Sem troca de cadeiras, Marcelo presta juramento, discursa e sai

Dentro do hemiciclo, “há processos que ficam mais facilitados” com a continuidade do mesmo Presidente. A Chefe do Protocolo, Manuel Azóia, refere por exemplo o momento de troca de cadeiras que ocorreu há cinco anos entre Cavaco Silva e Marcelo Rebelo de Sousa e que este ano não se vai registar. Ainda assim, haverá duplicação de elementos por questões sanitárias, por exemplo no leitoril, o suporte utilizado para colocar a o texto que Ferro Rodrigues e Marcelo Rebelo de Sousa têm que proclamar para a oficialização da tomada de posse.

Dentro do hemiciclo, Marcelo Rebelo de Sousa vai ouvir a ata da eleição para depois prestar juramento sobre o original da Constituição, publicada em 1976. O discurso do recém-empossado Presidente da República começa depois de uma salva de 21 tiros a partir de uma fragata da Marinha que está no Rio Tejo e depois de ouvido o Hino Nacional. Depois da intervenção de Marcelo Rebelo de Sousa, é escutado novamente o hino para, de seguida, as duas maiores figuras do Estado se encaminharem para o Salão Nobre, local onde decorrem os cumprimentos, com as devidas distâncias.

Sem abraços e beijinhos, a tarefa do ‘Presidente dos afetos’ fica concluída de forma mais acelerada na Assembleia da República. Marcelo Rebelo de Sousa segue para a zona de Belém para dar seguimento ao programa, onde cumpre a tradição e vai depositar uma coroa de flores junto aos túmulos de Luís Vaz de Camões e de Vasco da Gama, no Mosteiro dos Jerónimos, para depois ser recebido pela Guarda de Honra do Esquadrão Presidencial, antes de entrar no palácio para dar inicio ao novo mandato. Já dentro do Palácio de Belém, Marcelo Rebelo de Sousa vai receber o símbolo da Presidência e das Ordens Honoríficas. 

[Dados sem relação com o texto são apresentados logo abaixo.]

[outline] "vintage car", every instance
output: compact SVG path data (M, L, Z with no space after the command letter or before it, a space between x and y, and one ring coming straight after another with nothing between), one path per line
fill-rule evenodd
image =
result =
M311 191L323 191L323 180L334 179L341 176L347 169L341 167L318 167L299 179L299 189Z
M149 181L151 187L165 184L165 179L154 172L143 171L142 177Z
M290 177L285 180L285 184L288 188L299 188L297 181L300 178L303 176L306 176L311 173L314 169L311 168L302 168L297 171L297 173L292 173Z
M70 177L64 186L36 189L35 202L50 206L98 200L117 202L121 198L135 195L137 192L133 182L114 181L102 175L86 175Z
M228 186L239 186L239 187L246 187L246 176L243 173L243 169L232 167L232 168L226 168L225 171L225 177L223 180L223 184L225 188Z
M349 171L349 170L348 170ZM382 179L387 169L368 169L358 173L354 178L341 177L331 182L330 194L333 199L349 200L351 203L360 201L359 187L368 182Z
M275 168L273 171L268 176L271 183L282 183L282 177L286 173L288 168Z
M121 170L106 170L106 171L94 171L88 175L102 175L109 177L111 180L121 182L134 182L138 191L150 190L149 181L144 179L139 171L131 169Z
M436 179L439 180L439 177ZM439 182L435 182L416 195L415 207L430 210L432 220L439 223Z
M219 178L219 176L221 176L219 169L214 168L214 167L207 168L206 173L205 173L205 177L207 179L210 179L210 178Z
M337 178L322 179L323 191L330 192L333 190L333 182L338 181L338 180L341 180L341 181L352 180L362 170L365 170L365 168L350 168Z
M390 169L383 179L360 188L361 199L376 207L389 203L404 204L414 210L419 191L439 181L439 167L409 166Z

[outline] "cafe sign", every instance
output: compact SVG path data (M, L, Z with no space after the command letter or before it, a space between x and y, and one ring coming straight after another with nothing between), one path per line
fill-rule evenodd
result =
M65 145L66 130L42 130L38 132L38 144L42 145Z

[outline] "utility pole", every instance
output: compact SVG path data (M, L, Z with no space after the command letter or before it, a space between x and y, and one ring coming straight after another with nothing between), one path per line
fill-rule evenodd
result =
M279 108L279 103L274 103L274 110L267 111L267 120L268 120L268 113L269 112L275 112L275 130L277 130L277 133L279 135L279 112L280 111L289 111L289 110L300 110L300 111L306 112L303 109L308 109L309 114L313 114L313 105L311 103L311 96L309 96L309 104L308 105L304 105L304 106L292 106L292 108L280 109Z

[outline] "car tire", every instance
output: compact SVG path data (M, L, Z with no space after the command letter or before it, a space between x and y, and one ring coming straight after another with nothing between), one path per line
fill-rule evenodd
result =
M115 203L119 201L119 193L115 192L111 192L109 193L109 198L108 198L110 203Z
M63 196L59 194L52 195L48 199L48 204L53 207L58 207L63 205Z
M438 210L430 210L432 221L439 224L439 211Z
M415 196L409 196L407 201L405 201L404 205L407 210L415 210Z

Diferente de há cinco anos, em que o programa teve uma duração geral de 12 horas e terminou com um concerto na Praça do Município — iniciativa impensável atualmente –,  com a participação de Mariza, Paulo de Carvalho, José Cid ou até Anselmo Ralph — que por não querer virar as costas ao Chefe de Estado protagonizou uma queda em plena atuação –, desta vez o Presidente da República segue para o Porto, onde vai ser recebido pelo presidente da autarquia, Rui Moreira, e termina com um sinal de união: um encontro com os líderes de várias confissões religiosas no Centro Islâmico do Porto. Depois, ficam a faltar cinco anos até nova cerimónia, garantidamente com outro protagonista.